New Year’s Day was extra special for Brianna Clemons and her children, Jaylen and Ja’liyah. Jaylen returned home a day earlier after an extended stay in a Jackson hospital. The mother credits the heroic action of firefighters and others with saving his life on Dec. 10 when he stopped breathing in their home.
New Year’s Day was extra special for Brianna Clemons and her children, Jaylen and Ja’liyah. Jaylen returned home a day earlier after an extended stay in a Jackson hospital. The mother credits the heroic action of firefighters and others with saving his life on Dec. 10 when he stopped breathing in their home.
While she didn’t get their names that night, Brianna Clemons will never forget the faces of three Philadelphia firefighters who revived her 14-day-old infant son last month.

The child, Jaylen, was released from Blair E. Batson Hospital on Sunday, just in time to welcome in the new year with his sister, Ja’liyah, 2.

Battalion Chief Dale Yates, Captain Dusty Stephens and Firefighter Nicholas Walker were recognized “for their quick action” in treating the child with a resolution passed by the Mayor and Board of Aldermen in December.

Clemons plans to take Jaylen to the fire department as well as to the county hospital soon so they can personally thank those who saved his life.

Jaylen had previously been treated for Respiratory Syncytial Virus (RSV), a virus that causes infection of the lungs and breathing passages, his mother said.

She said mucus apparently got in her son’s airway on the night of Dec. 10 at their home on Cumberland Avenue causing him to stop breathing.

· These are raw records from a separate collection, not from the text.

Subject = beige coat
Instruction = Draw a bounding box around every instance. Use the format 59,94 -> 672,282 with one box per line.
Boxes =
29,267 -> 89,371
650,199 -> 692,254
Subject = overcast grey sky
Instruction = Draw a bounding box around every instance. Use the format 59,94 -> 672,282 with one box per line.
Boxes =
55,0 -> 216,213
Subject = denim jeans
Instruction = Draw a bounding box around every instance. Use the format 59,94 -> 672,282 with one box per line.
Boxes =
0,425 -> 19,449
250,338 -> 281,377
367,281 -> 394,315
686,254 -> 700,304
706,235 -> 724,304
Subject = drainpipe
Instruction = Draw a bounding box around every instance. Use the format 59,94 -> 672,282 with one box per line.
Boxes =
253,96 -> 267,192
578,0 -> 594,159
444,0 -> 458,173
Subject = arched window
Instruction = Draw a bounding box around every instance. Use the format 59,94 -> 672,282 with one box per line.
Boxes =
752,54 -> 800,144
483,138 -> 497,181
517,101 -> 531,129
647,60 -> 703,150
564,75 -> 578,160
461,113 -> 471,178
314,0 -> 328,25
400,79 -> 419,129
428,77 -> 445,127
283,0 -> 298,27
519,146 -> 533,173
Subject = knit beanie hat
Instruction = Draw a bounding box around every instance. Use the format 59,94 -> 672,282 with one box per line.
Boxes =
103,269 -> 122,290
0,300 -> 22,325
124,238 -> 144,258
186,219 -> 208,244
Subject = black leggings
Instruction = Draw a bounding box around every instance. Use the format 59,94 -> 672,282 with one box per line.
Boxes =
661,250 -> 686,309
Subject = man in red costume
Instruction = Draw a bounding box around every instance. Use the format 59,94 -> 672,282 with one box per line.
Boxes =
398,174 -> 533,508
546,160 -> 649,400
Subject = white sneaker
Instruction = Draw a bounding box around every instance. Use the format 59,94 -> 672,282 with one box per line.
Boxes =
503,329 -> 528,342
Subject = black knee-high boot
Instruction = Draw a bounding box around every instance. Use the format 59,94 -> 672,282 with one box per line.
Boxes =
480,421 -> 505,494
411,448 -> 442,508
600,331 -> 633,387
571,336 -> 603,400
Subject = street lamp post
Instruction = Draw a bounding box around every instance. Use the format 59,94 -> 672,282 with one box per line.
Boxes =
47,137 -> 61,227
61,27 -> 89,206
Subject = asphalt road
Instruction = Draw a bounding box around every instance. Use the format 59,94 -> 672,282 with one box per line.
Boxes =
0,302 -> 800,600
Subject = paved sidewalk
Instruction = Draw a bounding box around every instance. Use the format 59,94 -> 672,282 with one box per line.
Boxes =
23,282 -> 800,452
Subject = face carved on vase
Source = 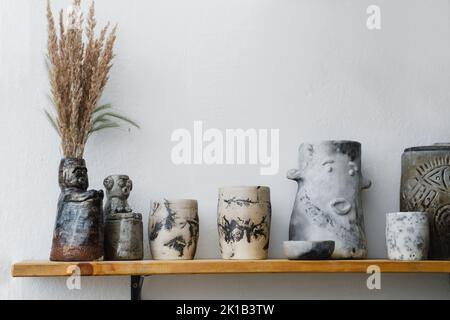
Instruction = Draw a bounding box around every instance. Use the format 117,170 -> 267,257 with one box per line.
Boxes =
103,175 -> 133,200
60,161 -> 89,190
288,141 -> 371,258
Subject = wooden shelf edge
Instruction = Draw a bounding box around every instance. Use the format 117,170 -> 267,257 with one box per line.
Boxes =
11,260 -> 450,277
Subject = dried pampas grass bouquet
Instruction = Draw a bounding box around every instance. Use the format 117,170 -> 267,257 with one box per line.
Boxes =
45,0 -> 139,159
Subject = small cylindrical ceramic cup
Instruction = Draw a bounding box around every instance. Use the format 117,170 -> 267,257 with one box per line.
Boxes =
217,187 -> 272,260
386,212 -> 430,261
148,199 -> 199,260
105,212 -> 144,261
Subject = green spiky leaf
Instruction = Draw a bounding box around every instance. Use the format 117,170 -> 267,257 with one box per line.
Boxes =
94,112 -> 140,129
93,103 -> 112,114
89,122 -> 120,135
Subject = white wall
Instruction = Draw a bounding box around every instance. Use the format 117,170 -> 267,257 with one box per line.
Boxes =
0,0 -> 450,299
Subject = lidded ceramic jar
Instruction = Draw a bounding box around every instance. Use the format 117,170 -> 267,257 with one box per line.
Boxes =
400,144 -> 450,260
148,199 -> 199,260
217,186 -> 272,260
386,212 -> 430,261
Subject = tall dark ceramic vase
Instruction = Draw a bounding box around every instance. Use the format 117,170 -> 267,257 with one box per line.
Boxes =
50,158 -> 104,261
400,143 -> 450,260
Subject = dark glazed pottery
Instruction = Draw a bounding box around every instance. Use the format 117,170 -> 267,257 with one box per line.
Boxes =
50,159 -> 104,261
400,144 -> 450,260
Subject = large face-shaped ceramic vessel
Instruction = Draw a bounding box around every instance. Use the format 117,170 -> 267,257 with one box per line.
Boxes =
288,141 -> 371,259
400,144 -> 450,260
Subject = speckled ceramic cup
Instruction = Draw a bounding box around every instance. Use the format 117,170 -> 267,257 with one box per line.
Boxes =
148,199 -> 199,260
386,212 -> 430,261
217,186 -> 272,260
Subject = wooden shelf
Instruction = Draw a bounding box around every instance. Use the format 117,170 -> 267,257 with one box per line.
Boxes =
12,260 -> 450,277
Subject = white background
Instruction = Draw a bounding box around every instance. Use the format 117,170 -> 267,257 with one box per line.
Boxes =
0,0 -> 450,299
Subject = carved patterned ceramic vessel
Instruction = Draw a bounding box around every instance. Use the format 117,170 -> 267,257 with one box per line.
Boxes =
217,187 -> 272,260
386,212 -> 430,261
148,200 -> 199,260
400,144 -> 450,260
288,141 -> 371,259
50,159 -> 104,261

Watching as the firefighters helped revive her son will always be etched in Clemons’ memory and in her heart.

“I went to feed him that night and he wasn’t breathing,” she said. “I panicked. My friend called 911.”

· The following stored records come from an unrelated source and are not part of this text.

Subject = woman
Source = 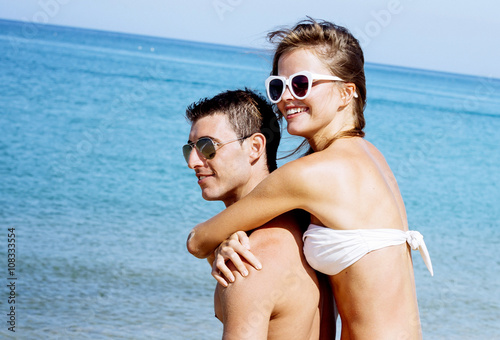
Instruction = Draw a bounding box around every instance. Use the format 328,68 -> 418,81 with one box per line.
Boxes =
187,20 -> 432,339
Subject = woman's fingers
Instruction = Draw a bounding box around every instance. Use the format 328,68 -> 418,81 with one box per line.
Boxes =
231,231 -> 250,250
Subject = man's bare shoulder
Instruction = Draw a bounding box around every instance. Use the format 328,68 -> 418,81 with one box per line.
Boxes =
250,211 -> 307,257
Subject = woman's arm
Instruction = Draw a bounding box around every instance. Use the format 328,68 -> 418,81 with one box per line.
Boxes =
187,157 -> 311,258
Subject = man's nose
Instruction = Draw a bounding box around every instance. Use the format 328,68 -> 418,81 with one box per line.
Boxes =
188,148 -> 204,169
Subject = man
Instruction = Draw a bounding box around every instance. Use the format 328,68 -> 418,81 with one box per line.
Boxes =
183,90 -> 335,340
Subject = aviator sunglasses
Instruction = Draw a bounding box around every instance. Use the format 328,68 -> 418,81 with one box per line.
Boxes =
182,135 -> 252,162
266,71 -> 358,104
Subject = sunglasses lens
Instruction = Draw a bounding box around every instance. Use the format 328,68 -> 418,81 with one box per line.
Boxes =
196,138 -> 215,159
269,79 -> 284,101
292,75 -> 309,98
182,144 -> 193,162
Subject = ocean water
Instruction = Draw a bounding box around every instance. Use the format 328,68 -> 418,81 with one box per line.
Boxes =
0,21 -> 500,339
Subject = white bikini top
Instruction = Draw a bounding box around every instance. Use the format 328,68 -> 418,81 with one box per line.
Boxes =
302,224 -> 434,276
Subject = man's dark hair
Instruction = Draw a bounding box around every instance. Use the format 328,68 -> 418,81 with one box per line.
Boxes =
186,89 -> 281,172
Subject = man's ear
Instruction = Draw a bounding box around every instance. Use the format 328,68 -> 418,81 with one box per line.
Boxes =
247,132 -> 266,164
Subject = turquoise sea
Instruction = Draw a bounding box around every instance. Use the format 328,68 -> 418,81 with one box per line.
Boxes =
0,21 -> 500,339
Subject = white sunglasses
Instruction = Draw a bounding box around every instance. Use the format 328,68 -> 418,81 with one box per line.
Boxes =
266,71 -> 358,104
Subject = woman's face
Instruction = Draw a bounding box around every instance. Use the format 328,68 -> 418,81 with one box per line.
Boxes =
277,49 -> 340,139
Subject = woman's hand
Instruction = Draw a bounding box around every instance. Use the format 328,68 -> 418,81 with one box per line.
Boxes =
212,231 -> 262,287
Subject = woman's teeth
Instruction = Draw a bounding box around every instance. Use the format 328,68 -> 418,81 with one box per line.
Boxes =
286,107 -> 306,116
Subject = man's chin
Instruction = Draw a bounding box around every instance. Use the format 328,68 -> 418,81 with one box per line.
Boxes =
201,190 -> 220,201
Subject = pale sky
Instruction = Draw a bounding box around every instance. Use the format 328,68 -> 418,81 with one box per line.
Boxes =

Clemons said a dispatcher gave her friend instructions over the phone as to how she should perform CPR but she was in such a frantic state that she didn’t know what to do, she said.

“I panicked. They came in and grabbed my baby off the floor.  They rushed him to an ambulance to Neshoba General. It took 20 minutes to bring him back to life. They airlifted him to Jackson. He was on a ventilator for a while.”

Jaylen remained in Blair E. Batson for about three weeks.

“It’s a great hospital,” Clemons said. “They took great care of him. I couldn’t ask for a better hospital.”

Clemons is so thankful not only for the first responders but for the numerous people in the community who prayed for her son.

“His grandmothers, Sonya Clemons and Karen Tanksley, have been such a great support and help to me,” she said.

“Both have been my prayer warriors and my support system. I just want to thank everybody, especially the people at the hospital.

“He made such an impact on their lives.”

Engine 2 and Battalion 1 were dispatched to a report of the infant not breathing at 8:14 p.m. on Dec. 10 and arrived on scene within two minutes.

The firefighters made entry into the house to find Clemons holding her 14-day-old baby who had no signs of life. Captain Stephens immediately started CPR on the baby. EMS arrived shortly afterwards, and the care of the baby was turned over to them.

The baby was transported to Neshoba County General Hospital where Engine 2 and Battalion 1 also went to aid in the care. After 20 minutes of Advanced Life Support CPR, a pulse was regained on the baby and he was airlifted to UMC.

The resolution, passed by the Board of Aldermen, commended the firefighters “for their quick action in treating this child. If not for the quick action of these firefighters, the outcome of this call could have been very different.

“It is a proven fact that quick recognition and immediate CPR is the best and only method of treating a patient like this. These firefighters love their job and they are great at what they do. These men are just a part of the greatest fire department that money can buy.”

Mayor James A. Young called the resolution a new trend.

“We don’t do this enough for our fire and police departments who continue to work and save lives,” said Young, a paramedic for 21 years and former director of the county ambulance service.

Young was the one who ushered in Advanced Life Support in Neshoba County in the late 1980s.